Last year, I tried in vain to grow a quad of tomato plants in un-tilled, un-limed, unfertilized Georgia red sandy clay.

Two of the plants died. The remaining two barely clung to life. One plant gave me one tomato. The other, gave me two. They were small, and their skins were like leather.

My friend, Bubba, who has a heckuva green thumb, sat me down and explained some of the finer points of gardening to me.

In January, I ordered some heirloom seeds from Baker Creek ( ). Bubba and the Architect tilled my garden plot and we laid down some organic garden soil. It was too late in the season at that point to lime, and I didn't fertilize, but my garden is doing immensely better than last year's attempt.

I was unaware that melon (whose variety I don't know- it was labeled "Melon-18") needs its own county to grow. Yeesh. I kept pulling it back into itself to make sure it didn't run off into the neighbor's yard.

My solitary stevia plant has been almost completely overrun by the melon. Oops.

I have six tomato plants now, each with about 3-7 tomatoes.

The largest at the moment, and the prettiest, is this Golden Monarch, just about ready to be picked (I'll likely grab it later today or tomorrow).

I have a couple red Beefsteak tomatoes about ready to ripen, but the near-ripe ones are fairly small. I forgot to cull a couple baby tomatoes off that vine when they first formed on that particular plant.

I was told that you tend to get get larger tomatoes if you remove one or two as they form on a bunch.

I had planted a pair of cucumber plants, but they lasted half a week before they disappeared.

Yes. Disappeared.

Not wilted and died. Disappeared.

I'm not sure what happened. Do rabbits eat baby cucumber plants?

I do know that they eat basil. I had two plants.

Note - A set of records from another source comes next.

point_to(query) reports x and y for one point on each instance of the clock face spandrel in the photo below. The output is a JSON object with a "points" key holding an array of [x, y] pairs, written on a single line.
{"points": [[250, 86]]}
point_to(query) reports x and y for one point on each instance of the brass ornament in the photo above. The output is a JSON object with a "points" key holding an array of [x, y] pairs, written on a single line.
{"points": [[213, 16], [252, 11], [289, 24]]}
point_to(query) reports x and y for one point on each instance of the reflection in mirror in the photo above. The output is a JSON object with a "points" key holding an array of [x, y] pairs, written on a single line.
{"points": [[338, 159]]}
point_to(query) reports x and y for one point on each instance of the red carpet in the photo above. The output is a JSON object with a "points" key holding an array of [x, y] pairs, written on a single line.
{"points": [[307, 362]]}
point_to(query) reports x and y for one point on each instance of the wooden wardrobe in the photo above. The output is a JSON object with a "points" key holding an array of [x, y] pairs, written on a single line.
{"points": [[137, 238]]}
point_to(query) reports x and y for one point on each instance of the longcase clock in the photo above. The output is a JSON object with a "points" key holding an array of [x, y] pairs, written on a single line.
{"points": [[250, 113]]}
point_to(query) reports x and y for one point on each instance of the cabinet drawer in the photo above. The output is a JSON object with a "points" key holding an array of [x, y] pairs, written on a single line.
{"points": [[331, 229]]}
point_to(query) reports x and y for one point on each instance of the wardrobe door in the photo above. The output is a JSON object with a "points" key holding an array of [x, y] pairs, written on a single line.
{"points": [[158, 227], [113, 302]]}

Though both had been nibbled on, one has been completely decimated.

...putting up the rabbit fence probably would have been a good idea...

Last night, I picked what was left on the viable plant for a pasta dish I planned on making for my friends:

I had only a fraction of what I needed for the recipe, but my friend Kitty came to the rescue with some of her basil from her patio garden.

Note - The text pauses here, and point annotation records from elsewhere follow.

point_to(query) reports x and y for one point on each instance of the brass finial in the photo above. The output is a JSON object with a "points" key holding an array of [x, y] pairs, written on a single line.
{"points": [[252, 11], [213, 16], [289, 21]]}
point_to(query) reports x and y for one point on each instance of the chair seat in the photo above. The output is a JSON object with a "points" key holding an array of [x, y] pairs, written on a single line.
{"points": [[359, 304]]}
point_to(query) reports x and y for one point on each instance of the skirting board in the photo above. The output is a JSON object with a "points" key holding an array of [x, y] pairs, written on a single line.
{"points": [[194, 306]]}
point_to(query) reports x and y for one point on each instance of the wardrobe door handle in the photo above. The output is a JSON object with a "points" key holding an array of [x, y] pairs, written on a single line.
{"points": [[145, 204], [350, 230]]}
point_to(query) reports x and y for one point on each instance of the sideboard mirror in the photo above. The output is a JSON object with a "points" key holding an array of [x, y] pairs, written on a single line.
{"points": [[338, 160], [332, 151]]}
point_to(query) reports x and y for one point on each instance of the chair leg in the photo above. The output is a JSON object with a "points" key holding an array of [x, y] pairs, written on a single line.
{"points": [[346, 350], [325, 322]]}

You get an overwhelming sense of pride when using your own personal plants in your cooking.

I can't wait to have a bigger garden next year...

(pics © me )

Saturday, July 24, 2010

The Run-Down

May the word vomit begin...

I'm Violet. I'm a late 20-something nerd who works in the pet care industry. I'm sort of pagan-agnostic. I guess.

I have two dogs, a pair of Akitas named Logan and Blaze; a pair of vagabond cats; and a small herd of chinchillas.

My husband, The Architect, is more than a dozen years older than I, leading to some hilarious conversations. My lack of beta-max knowledge, for example....

I enjoy baking and cooking and firearms and pretending I'm still 14. I have an extensive collection of designer tin foil hats.

I began this blog to chronicle my hilarious attempts at being a rancher/farmer. ...from Suburbia. ...with no prior knowledge of gardening. ...and a recently-acquired love of cooking after being brought up on TV dinners.

I felt spurred to these endeavors, as I truly believe that in the relatively near future, this country will experience financial collapse and it Ain't Gonna Be Pretty. I consider myself a fledgling survivalist, hence my closetful of tin foil hats.

For this blog, I plan to have pictures of my little garden, recipes, and stories like how I nearly set the house on fire with my first attempt at baking pizza from scratch. You might get some political rantings here and there while I'm at it.